Es ist zwar nicht möglich, mit Sicherheit zu sagen, was Anaximander meinte, doch lässt sich ein besseres Verständnis durch das so genannte „Längst“-Argument gewinnen, das Aristoteles in seiner Physik so formuliert:
Einige machen diese [erste Ursache] (nämlich das, was zu den Elementen hinzukommt) zum Unbegrenzten, nicht aber die Luft oder das Wasser, damit die anderen nicht durch eines von ihnen zerstört werden, da sie unbegrenzt sind; denn sie sind einander entgegengesetzt (die Luft zum Beispiel ist kalt, das Wasser nass und das Feuer heiß). Wäre eines von ihnen grenzenlos, so hätte es die anderen längst vernichtet; nun aber gibt es, wie sie sagen, etwas anderes, aus dem sie alle hervorgehen. (204b 25–29)
Mit anderen Worten: Keines der beobachtbaren Elemente kann die erste Ursache sein, weil alle beobachtbaren Elemente veränderlich sind, und wenn eines mächtiger wäre als die anderen, hätte es diese längst ausgelöscht. Wie jedoch beobachtet, scheinen die Elemente der Erde in einem Gleichgewicht zueinander zu stehen, wobei keines von ihnen die Oberhand behält, so dass eine andere Quelle als erste Ursache in Betracht gezogen werden muss. Mit dieser Behauptung wird Anaximander zum ersten bekannten Philosophen, der in der abstrakten Philosophie und nicht in der Naturphilosophie arbeitet, und zum ersten Metaphysiker, noch bevor der Begriff „Metaphysik“ geprägt wurde.

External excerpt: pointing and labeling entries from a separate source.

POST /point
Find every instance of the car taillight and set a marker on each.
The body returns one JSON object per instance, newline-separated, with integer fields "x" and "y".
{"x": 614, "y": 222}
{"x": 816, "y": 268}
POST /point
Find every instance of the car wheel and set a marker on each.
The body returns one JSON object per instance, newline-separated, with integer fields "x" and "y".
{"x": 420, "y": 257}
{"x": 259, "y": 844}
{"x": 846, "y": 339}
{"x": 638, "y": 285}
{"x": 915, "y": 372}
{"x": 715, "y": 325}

Proto-Theorie der Evolution und die erste Karte
Neben seinen Beiträgen zur Metaphysik wird Anaximander auch eine Proto-Evolutionstheorie zugeschrieben, die von späteren Schriftstellern erwähnt wurde:
Anaximander sagte, dass die ersten Lebewesen in Feuchtigkeit geboren wurden, eingeschlossen in dornige Rinden, und dass sie mit zunehmendem Alter in den trockeneren Teil kamen und, wenn die Rinde abgebrochen war, für kurze Zeit eine andere Art von Leben führten. (Aëtios, V, 19)

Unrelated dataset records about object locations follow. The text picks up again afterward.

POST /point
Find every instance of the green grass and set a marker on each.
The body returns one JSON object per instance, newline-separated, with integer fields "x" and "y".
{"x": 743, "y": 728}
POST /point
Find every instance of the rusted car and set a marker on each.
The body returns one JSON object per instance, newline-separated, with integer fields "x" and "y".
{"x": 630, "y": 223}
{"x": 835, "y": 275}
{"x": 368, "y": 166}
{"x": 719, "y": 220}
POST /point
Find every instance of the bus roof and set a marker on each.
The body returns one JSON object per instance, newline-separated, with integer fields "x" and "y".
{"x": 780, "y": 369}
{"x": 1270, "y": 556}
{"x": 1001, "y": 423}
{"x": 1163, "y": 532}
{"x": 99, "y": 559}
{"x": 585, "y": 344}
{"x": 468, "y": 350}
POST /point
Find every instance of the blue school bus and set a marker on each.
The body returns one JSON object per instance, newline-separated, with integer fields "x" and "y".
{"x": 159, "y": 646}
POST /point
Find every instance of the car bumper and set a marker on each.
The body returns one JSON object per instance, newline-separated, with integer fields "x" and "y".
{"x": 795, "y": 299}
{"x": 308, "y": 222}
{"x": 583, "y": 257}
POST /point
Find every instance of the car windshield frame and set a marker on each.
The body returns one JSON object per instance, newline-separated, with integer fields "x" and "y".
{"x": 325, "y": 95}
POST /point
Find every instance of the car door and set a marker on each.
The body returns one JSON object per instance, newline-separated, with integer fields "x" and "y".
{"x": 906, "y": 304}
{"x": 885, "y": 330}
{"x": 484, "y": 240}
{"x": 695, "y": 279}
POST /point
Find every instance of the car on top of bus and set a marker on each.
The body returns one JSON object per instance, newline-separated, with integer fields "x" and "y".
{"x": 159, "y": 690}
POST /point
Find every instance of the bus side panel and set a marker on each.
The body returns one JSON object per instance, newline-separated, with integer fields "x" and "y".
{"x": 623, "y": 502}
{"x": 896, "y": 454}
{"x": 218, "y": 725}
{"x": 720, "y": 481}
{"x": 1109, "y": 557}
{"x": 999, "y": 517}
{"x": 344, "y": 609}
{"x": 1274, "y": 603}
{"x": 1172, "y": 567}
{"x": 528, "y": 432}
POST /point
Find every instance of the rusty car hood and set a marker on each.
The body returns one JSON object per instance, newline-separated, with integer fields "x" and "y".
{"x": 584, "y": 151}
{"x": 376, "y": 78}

Er sagt weiter, dass der Mensch am Anfang aus einer anderen Art von Lebewesen geboren wurde, weil andere Lebewesen sich bald selbst versorgen können, der Mensch aber allein eine lange Pflege braucht. Aus diesem Grund hätte er nicht überlebt, wenn dies seine ursprüngliche Form gewesen wäre. (Plutarch, 2)
Ihm wird auch das Zeichnen der ersten Landkarte zugeschrieben:
Anaximander der Milesier, ein Schüler von Thales, wagte es als erster, die bewohnte Welt auf eine Tafel zu zeichnen; nach ihm machte Hekataios der Milesier, ein vielgereister Mann, die Karte genauer, so dass sie zu einer Quelle der Bewunderung wurde. (Agathemerus, I, i)

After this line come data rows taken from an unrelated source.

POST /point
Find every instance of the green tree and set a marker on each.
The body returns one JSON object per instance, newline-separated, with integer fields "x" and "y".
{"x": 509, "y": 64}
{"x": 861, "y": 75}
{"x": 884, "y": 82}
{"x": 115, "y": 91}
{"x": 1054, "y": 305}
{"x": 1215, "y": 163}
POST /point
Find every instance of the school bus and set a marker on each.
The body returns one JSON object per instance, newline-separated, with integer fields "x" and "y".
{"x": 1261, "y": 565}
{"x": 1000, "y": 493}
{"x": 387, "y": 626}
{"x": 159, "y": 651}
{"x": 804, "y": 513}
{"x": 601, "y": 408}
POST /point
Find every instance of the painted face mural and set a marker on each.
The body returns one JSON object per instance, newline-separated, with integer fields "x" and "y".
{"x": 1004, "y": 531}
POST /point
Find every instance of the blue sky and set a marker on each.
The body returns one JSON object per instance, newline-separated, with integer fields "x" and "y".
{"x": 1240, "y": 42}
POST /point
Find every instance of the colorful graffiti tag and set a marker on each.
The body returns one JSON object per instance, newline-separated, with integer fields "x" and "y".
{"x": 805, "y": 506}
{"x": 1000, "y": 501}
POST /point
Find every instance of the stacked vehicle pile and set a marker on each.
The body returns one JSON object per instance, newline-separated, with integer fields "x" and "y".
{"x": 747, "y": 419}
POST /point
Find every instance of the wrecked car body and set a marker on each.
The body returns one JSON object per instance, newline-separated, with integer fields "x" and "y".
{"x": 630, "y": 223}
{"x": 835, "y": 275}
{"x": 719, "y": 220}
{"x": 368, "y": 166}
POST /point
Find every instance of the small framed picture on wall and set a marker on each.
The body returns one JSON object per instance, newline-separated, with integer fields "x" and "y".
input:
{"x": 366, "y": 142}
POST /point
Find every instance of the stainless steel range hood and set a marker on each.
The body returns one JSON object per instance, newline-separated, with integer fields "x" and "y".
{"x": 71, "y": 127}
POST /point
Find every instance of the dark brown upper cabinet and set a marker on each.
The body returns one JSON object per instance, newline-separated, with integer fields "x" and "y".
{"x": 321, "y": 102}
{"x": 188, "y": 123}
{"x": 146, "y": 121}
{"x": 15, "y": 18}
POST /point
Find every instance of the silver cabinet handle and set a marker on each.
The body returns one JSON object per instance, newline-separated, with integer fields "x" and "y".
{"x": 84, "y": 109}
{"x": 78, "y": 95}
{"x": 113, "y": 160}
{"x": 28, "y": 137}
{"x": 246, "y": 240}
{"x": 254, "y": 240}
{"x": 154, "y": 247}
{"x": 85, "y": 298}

Er kartografierte den Himmel, unternahm weite Reisen, behauptete als erster, dass die Erde im Weltraum schwebte, und war der erste, der eine unbeobachtbare erste Ursache annahm. Man nimmt an, dass sein Apeiron das platonische Konzept eines Reichs der Formen, der „wahren Wirklichkeit“, beeinflusst hat, von dem die beobachtbare Welt nur ein Abbild ist. Ob das Apeiron Platon inspiriert hat, ist, wie fast alles an Anaximander, umstritten, aber sein Konzept des Unendlichen, aus dem alles andere hervorgeht, hat viel mit Aristoteles’ Konzept des ersten Bewegers gemein, der, selbst unbewegt, alles andere in Bewegung setzt.
Er soll bis ins hohe Alter gelebt haben und weithin geachtet worden sein. Diogenes Laërtios schreibt: „Apollodor berichtet in seiner Chronik, dass [Anaximander] im zweiten Jahr der achtundfünfzigsten Olympiade vierundsechzig Jahre alt war. Und bald darauf starb er, nachdem er etwa zur gleichen Zeit wie Polykrates, der Tyrann, von Samos seine Blütezeit erlebt hatte.“ Noch zu seinen Lebzeiten wurde in Milet eine Statue zu Ehren Anaximanders errichtet, und sein Vermächtnis lebt noch Jahrhunderte nach seinem Tod fort.